Die Nacktheit der Illusion

Als der Himmel, der bislang Buehnenhintergrund war, im Vorbei- bzw. Abgang hinuntergerissen wird, ist der erste Akt der Oper Wachsfigurenkabinettan der Volksbuehne zu Ende. Die Pause beginnt, damit also jene Zeit, in der man aufsteht, kurz raus geht, frueher, mehr noch als heute, mit Socializing beschaeftigt ist: Cliquenbildung, Tete a Tetes, etc. Wie auf dem Schulhof. Oder im Kino? Nein, da macht man inzwischen nur noch eins: Konsumieren. Ganz anders die Pause in >Wachsfigurenkabinett<. Hier geht der Vorhang der Hinterbuehne auf, seitlich bezieht ein Klang- und Beatbox- Kuenstler Stellung. Das Licht bleibt an, wechselt allerdings seine Temperatur.

Foto: Thomas Aurin

Should I stay or should I go? Einige Zuschauer scheinen zu zaudern. Der Umbau der Buehne hat begonnen. Hat man vielleicht vergessen, dass wir noch da sind? Die meisten Zuschauer bleiben, machen sich zum Publikum eines Konstruktionsprozesses, der sonst unsichtbar ist und von Menschen bewerkstelligt wird, die sonst unsichtbar bleiben. Die Nacktheit der Illusion wird vom Beatbox-Kuenstler musikalisch untermalt, der einen grossen Reisekoffer aufgemacht hat: Mit der Linken reibt er die darin verstauten Gegenstaende an dem Mikro, welches er mit der Rechten haelt. Die Baustelle raschelt, winselt, aechzt metallisch. Schon mal Noise-Musik gehoert?

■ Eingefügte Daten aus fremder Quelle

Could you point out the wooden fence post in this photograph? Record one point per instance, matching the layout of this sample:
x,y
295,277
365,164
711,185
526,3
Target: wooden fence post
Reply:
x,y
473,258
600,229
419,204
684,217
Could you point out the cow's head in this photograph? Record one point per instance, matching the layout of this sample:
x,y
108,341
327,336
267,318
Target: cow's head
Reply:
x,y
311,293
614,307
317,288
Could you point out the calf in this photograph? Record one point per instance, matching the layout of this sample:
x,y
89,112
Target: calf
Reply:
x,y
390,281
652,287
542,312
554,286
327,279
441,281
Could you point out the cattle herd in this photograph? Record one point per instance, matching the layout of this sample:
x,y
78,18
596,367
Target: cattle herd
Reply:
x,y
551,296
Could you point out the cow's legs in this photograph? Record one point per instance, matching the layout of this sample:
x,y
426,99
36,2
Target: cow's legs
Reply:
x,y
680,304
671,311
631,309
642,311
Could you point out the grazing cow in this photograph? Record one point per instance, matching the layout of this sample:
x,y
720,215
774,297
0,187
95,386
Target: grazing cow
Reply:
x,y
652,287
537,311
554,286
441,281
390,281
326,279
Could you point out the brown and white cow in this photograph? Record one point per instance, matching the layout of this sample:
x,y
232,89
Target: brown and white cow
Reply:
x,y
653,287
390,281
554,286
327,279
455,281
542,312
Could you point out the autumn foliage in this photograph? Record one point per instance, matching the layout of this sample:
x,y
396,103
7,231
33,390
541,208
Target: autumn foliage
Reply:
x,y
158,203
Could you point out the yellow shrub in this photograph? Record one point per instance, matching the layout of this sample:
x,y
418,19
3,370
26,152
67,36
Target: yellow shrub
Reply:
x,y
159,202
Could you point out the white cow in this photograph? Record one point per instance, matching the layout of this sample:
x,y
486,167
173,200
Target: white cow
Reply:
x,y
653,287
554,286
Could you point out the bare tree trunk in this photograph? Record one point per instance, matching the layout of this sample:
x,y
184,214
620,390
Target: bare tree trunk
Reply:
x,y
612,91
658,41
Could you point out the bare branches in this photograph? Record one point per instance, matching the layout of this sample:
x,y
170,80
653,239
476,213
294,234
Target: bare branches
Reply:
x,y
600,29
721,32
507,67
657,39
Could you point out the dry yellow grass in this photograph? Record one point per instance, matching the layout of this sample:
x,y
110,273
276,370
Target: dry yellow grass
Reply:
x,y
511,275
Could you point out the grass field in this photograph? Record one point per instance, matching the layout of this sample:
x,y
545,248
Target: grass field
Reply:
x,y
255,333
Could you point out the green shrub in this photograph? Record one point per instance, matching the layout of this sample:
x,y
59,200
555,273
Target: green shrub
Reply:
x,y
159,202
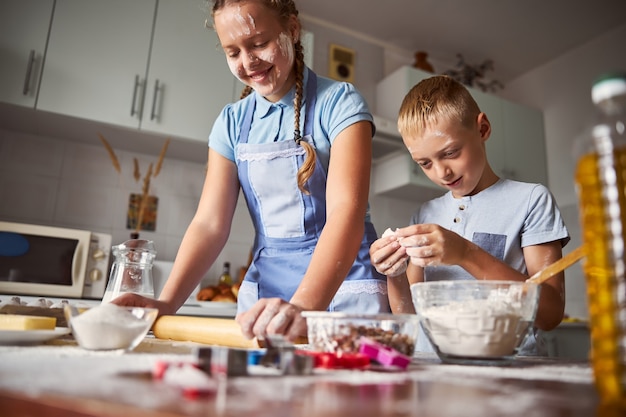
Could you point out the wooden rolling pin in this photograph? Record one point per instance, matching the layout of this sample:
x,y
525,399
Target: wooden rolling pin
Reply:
x,y
211,331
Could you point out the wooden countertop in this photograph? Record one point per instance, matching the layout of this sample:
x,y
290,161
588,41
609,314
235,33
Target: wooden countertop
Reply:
x,y
60,379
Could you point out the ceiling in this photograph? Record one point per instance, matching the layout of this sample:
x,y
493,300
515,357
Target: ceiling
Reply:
x,y
518,35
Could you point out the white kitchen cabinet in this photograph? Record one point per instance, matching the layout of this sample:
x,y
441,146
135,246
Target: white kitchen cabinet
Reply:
x,y
516,147
97,59
24,26
189,81
139,64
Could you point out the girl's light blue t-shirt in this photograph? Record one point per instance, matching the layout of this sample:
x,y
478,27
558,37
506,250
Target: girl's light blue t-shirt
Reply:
x,y
338,106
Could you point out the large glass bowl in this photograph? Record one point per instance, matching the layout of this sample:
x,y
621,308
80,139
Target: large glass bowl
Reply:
x,y
476,321
109,326
339,332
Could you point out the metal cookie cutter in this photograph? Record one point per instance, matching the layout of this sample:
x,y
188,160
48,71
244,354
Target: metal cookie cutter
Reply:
x,y
281,354
220,360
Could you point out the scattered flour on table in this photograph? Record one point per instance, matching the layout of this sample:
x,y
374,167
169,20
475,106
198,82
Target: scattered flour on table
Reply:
x,y
106,327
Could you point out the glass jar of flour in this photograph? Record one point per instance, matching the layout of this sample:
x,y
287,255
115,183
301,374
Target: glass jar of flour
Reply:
x,y
131,271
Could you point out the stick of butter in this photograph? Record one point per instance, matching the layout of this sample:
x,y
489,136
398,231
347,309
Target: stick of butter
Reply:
x,y
24,322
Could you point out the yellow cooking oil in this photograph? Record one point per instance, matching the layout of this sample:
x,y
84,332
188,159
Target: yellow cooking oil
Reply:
x,y
600,182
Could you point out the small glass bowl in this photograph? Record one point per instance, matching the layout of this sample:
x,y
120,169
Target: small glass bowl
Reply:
x,y
341,332
109,326
476,321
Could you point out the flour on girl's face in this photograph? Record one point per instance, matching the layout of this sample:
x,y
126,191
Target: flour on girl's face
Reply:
x,y
245,25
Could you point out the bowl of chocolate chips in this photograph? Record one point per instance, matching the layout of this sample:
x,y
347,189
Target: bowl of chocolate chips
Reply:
x,y
340,332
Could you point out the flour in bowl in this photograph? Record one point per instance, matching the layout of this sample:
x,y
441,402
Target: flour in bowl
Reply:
x,y
476,328
109,327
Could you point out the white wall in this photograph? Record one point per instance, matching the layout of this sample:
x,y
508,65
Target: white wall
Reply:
x,y
561,88
51,181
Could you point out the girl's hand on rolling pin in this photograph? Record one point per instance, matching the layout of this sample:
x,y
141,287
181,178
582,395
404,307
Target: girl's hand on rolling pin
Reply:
x,y
272,316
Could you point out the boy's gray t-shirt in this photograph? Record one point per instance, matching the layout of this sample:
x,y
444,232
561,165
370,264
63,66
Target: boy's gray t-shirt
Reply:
x,y
502,220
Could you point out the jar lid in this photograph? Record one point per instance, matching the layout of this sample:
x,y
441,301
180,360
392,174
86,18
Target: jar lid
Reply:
x,y
608,86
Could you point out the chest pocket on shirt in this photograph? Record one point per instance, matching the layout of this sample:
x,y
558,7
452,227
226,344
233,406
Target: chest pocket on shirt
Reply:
x,y
494,244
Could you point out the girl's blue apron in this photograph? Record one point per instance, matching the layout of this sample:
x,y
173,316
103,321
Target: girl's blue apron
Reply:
x,y
288,222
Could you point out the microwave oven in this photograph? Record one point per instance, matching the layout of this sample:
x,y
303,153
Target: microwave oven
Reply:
x,y
50,261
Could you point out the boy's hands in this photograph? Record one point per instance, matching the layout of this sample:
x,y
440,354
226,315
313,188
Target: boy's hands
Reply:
x,y
388,256
431,245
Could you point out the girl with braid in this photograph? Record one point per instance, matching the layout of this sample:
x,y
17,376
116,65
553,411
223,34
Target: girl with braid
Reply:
x,y
299,146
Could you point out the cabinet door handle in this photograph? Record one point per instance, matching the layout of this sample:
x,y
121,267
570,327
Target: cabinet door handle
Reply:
x,y
29,69
132,106
153,114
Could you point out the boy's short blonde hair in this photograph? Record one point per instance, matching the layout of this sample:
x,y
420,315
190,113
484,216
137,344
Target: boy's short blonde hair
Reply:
x,y
435,99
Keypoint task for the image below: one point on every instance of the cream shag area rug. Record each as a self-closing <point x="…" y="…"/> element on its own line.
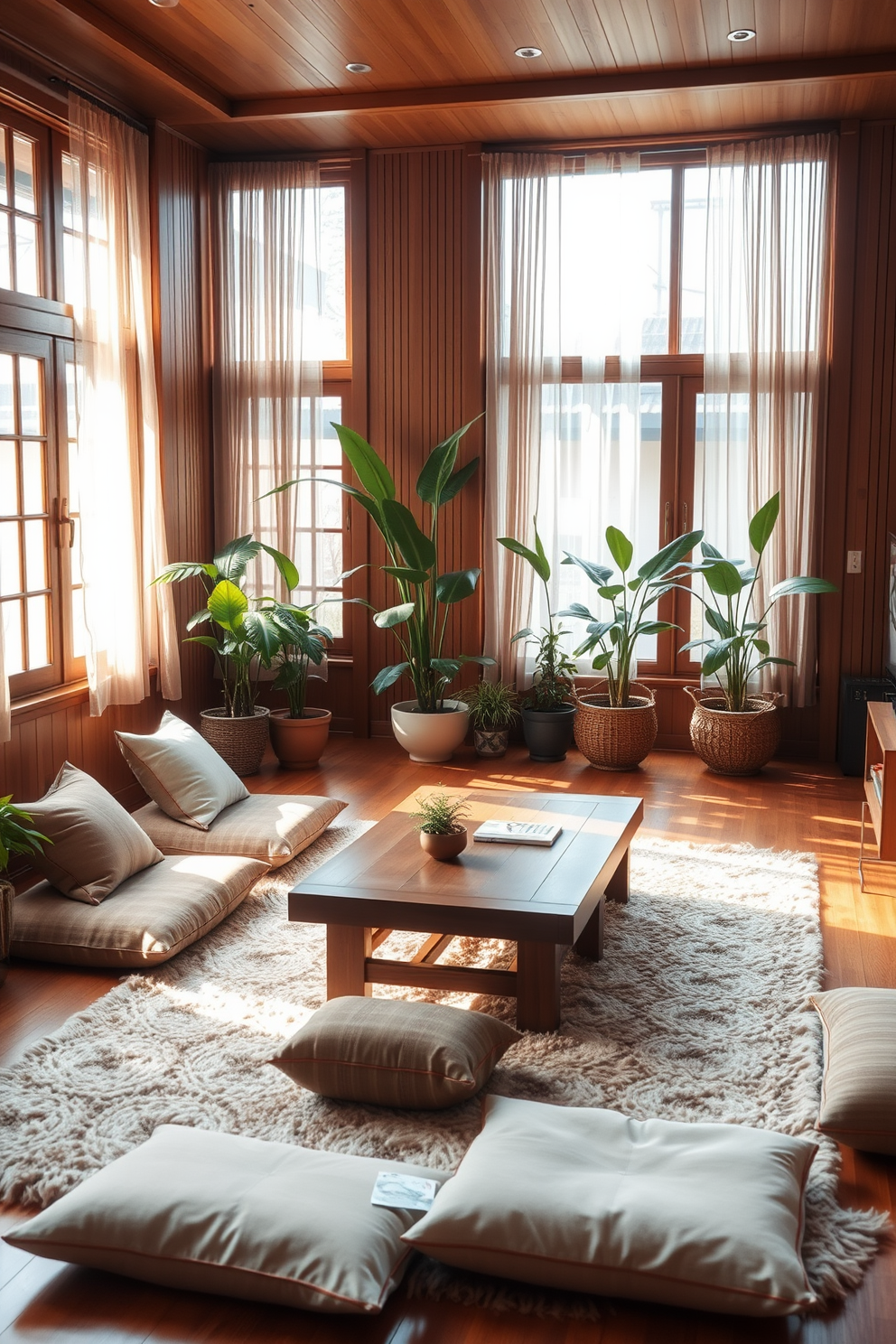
<point x="697" y="1013"/>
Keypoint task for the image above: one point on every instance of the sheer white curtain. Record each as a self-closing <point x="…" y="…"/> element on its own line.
<point x="269" y="331"/>
<point x="123" y="530"/>
<point x="769" y="209"/>
<point x="568" y="453"/>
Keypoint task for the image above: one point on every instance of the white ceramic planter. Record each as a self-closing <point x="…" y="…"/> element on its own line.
<point x="430" y="738"/>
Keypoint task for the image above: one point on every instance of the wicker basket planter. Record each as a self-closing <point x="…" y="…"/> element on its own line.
<point x="614" y="738"/>
<point x="240" y="742"/>
<point x="733" y="743"/>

Eine andere Frage ist unumgaenglicher: Wo beginnt die Oper und wo endet sie? Die Pause kondensiert, was manche als Ketzerei empfinden moegen, was anderen wiederum eine altgewordene Dame nahe bringt. Diese Oper operiert auf einem schmalen Grat und vermag dabei nicht nur das musikalische Theaterwerk neu zu denken, sondern auch das Theater an sich. Man steppt, hackt ein Bein ab, liefert sich ein pantomisches Duell, klanglich verkoerpert vom Beatbox-Mann. Die Figuren kabbeln sich, oelen sich mit Sonnenmilch ein und singen dabei mit voluminoeser Opernstimme. Irgendwann regnet es Brathaehnchen. Heaven can’ t wait.

Ein Kommentar zu “Die Nacktheit der Illusion

  1. Naja Lust macht sowas ja schon auf mehr von der “guten alten Dame Oper” – aber ich als Opernbanausin habe die Befürchtung, dass die Volksbühnen-Inszenierungen eher die berühmte Ausnahme von der Regel waren. Kann man sowas Cooles auch auf anderen deutschen Bühnen sehen? Das ist eine Frage an die Experten hier im Forum…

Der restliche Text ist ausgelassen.